FIRST Quantum Minerals Plc has postponed investment worth US$1 billion in capital projects in Zambia due to uncertainty on the fiscal regime.
Company director of operations Matt Pascal said while the FQM has recorded remarkable growth rates at Kalumbila and Kasanshi mine projects, there has been a lot of challenges faced by the company, citing uncertainity on the fiscal regime and bureaucracy.
“There has been a lot of uncertainty on the fiscal regime. Obviously this started with application of development agreements and continued [a] couple of years ago with doubling of royalty rate and now [the] continued talk on windfall taxes,” Mr Pascall said.
He was speaking at the just-ended Zambia International Mining and Energy Conference and Exhibition in Lusaka on Tuesday.
Mr Pascall also said the case in point is the change in regime related to the export rate on concentrates.
He said while other mining firms have not yet recouped the initial amount on capital costs, and not been affected by the corporate tax regime, it is not the case with Kansanshi which is severely penalised every time there is a tax rate change.
“Ironically, the change in the export tax rate on concentrates, though this was partly government response to claims by existing smelter operators that they have spare capacity on players like FQM that they should not be allowed to export.
The 10 percent export levy on concentrate export has effectively tied up 350 million tonnes of working capital and has delayed tax payments in order of K80 million to Government,” he said.
He said a stable political and fiscal regime is fundamental for huge capital investment decisions.
“As a consequence of the uncertainty in fiscal regime, FQM has slowed down [on] postponed capital investment worth over US$1 billion in capital expenditure programmes in Zambia,” he said.

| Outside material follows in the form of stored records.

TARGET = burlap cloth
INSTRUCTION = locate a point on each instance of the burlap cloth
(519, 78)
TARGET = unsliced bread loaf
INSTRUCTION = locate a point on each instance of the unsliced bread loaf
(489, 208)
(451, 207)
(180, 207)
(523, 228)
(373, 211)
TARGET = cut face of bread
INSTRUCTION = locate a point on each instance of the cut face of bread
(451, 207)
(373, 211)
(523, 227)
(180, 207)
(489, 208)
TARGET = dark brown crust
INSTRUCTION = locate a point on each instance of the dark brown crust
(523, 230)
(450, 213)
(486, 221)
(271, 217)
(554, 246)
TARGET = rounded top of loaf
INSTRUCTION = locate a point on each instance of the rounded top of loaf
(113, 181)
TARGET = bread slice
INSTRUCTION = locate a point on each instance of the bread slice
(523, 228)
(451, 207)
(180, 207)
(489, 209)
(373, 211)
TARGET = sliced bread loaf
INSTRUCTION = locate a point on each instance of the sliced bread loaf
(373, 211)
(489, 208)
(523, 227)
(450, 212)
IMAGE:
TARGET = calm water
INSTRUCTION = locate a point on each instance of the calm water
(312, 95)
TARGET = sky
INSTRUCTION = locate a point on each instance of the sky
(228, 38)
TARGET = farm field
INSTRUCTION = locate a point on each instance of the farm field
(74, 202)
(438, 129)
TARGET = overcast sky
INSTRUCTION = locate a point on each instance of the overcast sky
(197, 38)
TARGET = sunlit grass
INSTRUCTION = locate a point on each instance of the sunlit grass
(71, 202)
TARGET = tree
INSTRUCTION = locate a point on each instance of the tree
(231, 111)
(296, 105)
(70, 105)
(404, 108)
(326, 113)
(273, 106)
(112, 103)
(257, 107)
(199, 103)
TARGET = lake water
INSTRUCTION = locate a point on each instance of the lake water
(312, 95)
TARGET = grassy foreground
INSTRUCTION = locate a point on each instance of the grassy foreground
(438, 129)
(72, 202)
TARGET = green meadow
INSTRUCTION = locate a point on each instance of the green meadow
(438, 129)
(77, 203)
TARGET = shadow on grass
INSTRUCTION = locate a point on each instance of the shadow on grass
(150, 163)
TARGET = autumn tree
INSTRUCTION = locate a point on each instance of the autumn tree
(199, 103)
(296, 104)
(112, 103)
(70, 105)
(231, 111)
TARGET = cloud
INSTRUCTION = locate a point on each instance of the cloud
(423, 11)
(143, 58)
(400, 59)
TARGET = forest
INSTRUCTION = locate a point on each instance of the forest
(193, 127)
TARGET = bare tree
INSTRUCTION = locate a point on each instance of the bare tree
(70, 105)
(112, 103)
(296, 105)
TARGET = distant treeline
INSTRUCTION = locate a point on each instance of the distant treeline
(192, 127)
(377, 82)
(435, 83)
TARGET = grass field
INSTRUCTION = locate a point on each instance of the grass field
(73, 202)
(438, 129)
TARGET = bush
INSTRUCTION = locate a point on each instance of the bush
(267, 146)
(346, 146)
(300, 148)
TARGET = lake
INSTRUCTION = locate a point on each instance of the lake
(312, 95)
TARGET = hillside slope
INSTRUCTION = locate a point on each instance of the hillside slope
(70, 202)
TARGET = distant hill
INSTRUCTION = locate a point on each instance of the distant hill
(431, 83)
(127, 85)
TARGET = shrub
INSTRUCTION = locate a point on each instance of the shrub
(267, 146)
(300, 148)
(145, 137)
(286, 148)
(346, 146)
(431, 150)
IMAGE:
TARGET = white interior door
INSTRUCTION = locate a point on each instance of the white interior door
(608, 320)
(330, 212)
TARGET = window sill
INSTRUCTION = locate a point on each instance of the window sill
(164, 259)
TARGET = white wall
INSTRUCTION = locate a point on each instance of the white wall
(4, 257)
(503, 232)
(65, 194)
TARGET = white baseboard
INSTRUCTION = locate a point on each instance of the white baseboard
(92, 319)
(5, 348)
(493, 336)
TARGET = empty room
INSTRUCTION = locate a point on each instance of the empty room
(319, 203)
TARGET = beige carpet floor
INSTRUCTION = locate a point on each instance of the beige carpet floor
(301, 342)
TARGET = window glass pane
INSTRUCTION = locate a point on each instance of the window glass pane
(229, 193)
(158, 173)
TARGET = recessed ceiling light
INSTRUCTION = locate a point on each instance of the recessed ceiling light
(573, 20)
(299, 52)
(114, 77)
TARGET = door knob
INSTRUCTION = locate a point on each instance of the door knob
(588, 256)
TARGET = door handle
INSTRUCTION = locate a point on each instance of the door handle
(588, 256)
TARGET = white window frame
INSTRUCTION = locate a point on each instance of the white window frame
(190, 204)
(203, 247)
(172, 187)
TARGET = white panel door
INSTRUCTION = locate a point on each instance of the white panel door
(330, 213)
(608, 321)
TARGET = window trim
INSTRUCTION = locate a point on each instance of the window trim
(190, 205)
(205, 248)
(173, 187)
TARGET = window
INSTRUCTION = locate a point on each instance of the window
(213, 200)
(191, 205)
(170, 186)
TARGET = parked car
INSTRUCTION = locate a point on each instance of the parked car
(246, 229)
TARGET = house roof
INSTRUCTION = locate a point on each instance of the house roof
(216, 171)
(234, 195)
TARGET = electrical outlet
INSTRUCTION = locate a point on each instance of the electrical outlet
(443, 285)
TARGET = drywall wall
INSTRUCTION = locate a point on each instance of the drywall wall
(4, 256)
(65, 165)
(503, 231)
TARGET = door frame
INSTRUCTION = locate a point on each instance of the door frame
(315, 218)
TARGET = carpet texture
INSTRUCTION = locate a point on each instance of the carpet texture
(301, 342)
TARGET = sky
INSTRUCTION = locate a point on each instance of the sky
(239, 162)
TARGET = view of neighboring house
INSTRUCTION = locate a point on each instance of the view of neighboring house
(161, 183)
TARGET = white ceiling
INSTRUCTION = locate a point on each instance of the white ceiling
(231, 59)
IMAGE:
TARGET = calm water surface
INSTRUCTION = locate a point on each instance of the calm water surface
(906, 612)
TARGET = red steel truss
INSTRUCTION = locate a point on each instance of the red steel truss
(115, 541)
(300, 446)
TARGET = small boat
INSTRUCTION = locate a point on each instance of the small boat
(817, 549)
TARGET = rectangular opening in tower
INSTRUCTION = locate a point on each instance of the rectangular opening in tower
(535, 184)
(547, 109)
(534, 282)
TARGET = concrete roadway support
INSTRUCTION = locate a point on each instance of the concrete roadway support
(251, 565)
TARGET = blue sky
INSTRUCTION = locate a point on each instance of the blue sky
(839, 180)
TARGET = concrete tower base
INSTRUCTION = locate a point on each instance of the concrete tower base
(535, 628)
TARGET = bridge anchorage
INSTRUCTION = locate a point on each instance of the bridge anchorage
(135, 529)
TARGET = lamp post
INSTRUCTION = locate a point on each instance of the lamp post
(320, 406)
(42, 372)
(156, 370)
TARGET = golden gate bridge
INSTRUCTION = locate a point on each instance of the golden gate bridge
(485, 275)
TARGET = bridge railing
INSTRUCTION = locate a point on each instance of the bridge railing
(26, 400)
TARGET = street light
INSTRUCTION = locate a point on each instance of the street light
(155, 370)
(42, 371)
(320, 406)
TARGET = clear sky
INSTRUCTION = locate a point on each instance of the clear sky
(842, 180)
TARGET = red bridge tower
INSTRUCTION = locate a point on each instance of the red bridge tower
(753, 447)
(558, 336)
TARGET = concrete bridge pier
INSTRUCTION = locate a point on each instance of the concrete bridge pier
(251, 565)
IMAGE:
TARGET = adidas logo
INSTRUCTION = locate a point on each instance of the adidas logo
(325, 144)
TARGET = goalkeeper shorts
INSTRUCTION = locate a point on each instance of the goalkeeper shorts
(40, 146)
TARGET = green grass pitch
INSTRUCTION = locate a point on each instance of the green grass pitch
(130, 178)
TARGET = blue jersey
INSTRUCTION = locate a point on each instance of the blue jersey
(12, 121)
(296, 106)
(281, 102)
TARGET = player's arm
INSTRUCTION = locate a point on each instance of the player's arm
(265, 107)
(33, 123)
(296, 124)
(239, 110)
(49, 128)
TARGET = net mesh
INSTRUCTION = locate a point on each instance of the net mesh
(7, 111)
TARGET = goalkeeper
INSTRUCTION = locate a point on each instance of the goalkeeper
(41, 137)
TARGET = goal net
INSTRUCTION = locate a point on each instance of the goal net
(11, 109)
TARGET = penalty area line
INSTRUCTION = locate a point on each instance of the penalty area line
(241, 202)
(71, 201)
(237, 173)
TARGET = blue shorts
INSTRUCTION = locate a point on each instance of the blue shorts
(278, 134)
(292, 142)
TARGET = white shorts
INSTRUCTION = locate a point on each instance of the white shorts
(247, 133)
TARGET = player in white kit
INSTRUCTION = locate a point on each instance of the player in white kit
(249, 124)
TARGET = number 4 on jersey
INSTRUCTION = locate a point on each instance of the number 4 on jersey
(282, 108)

Meanwhile, FQM says over US$150 million has been withheld in copper value added tax (VAT) refunds for its Kansanshi mine project while about US$500 million worth of VAT refunds at Zambia Revenue Authorityre has also been denied, a situation he described as “a great concern”.
This money, which is owed by Governement to mining firms, will be repaid only when they produce import certificates from destination countries.